We needed to track a stream position during creation of xml file. This is to
allow random access to a huge xml file (the task is related to
WindowsSearch).
This is a simplified form of the xml:
<data>
<item>...</item>
...
<item>...</item>
</data>
The goal was to have stream position of each item element. With this in mind,
we've decided to:
- open a stream, and then xml writer over it;
- write data into xml writer;
- call
Flush()
method of the xml writer before measuring stream offset;
That's a code sample:
var stream = new MemoryStream();
var writer = XmlWriter.Create(stream);
writer.WriteStartDocument();
writer.WriteStartElement("data");
for(var i = 0; i < 10; ++i)
{
writer.Flush();
Console.WriteLine("Flush offset: {0}, char: {1}",
stream.Position,
(char)stream.GetBuffer()[stream.Position - 1]);
writer.WriteStartElement("item");
writer.WriteValue("item " + i);
writer.WriteEndElement();
}
writer.WriteEndElement();
writer.WriteEndDocument();
That's the output:
Flush offset: 46, char: a
Flush offset: 66, char: >
Flush offset: 85, char: >
Flush offset: 104, char: >
Flush offset: 123, char: >
Flush offset: 142, char: >
Flush offset: 161, char: >
Flush offset: 180, char: >
Flush offset: 199, char: >
Flush offset: 218, char: >
Funny, isn't it?
After feeding the start tag <data>
, and flushing xml writer we observe that only
"<data"
has been written down to the stream. Well,
Flush()
have never promissed anything particular about the content
of the stream, so we cannot claim any violation, however we expected to see
whole start tag.
Inspection of the implementation of xml writer reveals laziness during writting
data down the stream. In particular start tag is closed when one starts the
content. This is probably to implement empty tags: <data/>
.
To do the trick we had to issue empty content, moreover, to call a particular
method with particular parameters of the xml writer. So the code after the fix
looks like this:
var stream = new MemoryStream();
var writer = XmlWriter.Create(stream);
writer.WriteStartDocument();
writer.WriteStartElement("data");
char[] empty = { ' ' };
for(var i = 0; i < 10; ++i)
{
writer.WriteChars(empty, 0, 0);
writer.Flush();
Console.WriteLine("Flush offset: {0}, char: {1}",
stream.Position,
(char)stream.GetBuffer()[stream.Position - 1]);
writer.WriteStartElement("item");
writer.WriteValue("item " + i);
writer.WriteEndElement();
}
writer.WriteEndElement();
writer.WriteEndDocument();
And output is:
Flush offset: 47, char: >
Flush offset: 66, char: >
Flush offset: 85, char: >
Flush offset: 104, char: >
Flush offset: 123, char: >
Flush offset: 142, char: >
Flush offset: 161, char: >
Flush offset: 180, char: >
Flush offset: 199, char: >
Flush offset: 218, char: >
While this code works, we feel uneasy with it.
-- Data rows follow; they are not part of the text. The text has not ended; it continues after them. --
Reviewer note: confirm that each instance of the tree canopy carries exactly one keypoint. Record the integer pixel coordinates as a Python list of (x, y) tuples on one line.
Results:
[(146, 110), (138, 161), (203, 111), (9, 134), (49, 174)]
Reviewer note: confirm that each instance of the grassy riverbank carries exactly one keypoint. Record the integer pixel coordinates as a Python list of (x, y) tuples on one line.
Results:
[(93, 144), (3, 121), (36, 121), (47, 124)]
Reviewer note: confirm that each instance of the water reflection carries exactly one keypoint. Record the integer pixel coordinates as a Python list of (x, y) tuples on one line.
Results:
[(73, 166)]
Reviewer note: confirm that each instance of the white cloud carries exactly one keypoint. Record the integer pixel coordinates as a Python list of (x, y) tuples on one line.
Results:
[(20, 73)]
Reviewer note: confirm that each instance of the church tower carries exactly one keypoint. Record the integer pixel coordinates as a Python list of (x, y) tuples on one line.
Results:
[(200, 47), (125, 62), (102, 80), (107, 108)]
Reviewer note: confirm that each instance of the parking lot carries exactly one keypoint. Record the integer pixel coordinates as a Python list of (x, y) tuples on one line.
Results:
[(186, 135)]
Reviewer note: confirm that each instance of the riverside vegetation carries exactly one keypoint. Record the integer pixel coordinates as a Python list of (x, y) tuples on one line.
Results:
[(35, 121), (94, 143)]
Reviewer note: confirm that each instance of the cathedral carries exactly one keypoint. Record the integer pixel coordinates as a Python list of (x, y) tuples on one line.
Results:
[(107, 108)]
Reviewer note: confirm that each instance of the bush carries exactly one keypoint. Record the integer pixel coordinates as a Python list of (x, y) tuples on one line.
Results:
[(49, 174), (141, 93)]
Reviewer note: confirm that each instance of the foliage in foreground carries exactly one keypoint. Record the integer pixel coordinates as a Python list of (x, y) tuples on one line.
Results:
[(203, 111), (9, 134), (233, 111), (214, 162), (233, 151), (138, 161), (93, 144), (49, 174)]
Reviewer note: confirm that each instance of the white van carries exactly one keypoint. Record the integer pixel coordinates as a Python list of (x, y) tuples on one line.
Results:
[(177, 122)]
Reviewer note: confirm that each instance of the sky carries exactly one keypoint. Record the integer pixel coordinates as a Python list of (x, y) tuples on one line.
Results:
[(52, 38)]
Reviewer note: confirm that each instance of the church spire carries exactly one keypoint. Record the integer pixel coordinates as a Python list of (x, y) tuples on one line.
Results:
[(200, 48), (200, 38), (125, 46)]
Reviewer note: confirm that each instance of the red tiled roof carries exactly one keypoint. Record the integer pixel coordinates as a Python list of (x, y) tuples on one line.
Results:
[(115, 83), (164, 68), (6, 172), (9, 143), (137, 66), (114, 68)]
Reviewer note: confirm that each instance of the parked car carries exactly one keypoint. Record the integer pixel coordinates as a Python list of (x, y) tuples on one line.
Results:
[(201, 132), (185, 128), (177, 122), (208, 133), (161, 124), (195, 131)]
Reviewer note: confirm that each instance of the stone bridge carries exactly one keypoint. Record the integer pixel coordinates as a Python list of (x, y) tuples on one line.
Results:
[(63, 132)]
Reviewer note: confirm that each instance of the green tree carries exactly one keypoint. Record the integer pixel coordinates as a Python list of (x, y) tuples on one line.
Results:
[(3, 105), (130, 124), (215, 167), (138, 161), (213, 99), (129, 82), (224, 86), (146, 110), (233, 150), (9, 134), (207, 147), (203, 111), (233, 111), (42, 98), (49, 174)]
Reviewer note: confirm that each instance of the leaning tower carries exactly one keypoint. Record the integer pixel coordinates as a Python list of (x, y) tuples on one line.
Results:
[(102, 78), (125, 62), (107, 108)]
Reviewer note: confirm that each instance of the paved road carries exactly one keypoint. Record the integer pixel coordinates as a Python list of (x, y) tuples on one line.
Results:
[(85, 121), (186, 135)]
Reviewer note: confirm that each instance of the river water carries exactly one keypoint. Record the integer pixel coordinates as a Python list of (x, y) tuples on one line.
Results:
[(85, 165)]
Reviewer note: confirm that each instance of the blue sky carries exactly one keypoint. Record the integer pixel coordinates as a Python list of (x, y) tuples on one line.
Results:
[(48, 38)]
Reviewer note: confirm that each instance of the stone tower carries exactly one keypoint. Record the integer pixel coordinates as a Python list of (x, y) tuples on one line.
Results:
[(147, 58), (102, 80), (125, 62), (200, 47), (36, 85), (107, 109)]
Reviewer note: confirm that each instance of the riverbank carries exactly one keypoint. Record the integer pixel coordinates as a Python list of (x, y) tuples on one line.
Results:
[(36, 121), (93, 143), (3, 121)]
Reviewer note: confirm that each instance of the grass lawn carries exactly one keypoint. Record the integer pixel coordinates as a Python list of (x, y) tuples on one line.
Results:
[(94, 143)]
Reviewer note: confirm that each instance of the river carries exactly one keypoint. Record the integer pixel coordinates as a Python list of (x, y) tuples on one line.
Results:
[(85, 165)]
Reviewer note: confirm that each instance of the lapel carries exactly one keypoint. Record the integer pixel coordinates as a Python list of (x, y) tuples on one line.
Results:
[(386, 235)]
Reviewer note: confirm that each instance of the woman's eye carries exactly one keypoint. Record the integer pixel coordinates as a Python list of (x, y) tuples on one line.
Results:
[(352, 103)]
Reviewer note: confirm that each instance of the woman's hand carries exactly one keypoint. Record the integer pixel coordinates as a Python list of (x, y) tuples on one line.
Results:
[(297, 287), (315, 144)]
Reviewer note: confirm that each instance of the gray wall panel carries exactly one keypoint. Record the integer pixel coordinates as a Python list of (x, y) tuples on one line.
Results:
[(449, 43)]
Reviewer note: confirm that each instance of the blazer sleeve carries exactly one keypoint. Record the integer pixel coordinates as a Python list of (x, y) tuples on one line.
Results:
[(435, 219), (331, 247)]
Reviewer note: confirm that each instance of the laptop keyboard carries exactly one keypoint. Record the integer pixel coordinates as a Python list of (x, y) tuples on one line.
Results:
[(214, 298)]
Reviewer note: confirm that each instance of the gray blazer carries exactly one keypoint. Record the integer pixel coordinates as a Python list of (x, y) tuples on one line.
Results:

What's the better way to solve the task?
Update: further analysis shows that it's
only possible behaviour, as after the call to write srart element, you either
can write attributes, content or end of element, so writer may write either
space, '>'
or '/>'
. The only
question is why it takes WriteChars(empty, 0, 0)
into account and WriteValue("")
it doesn't.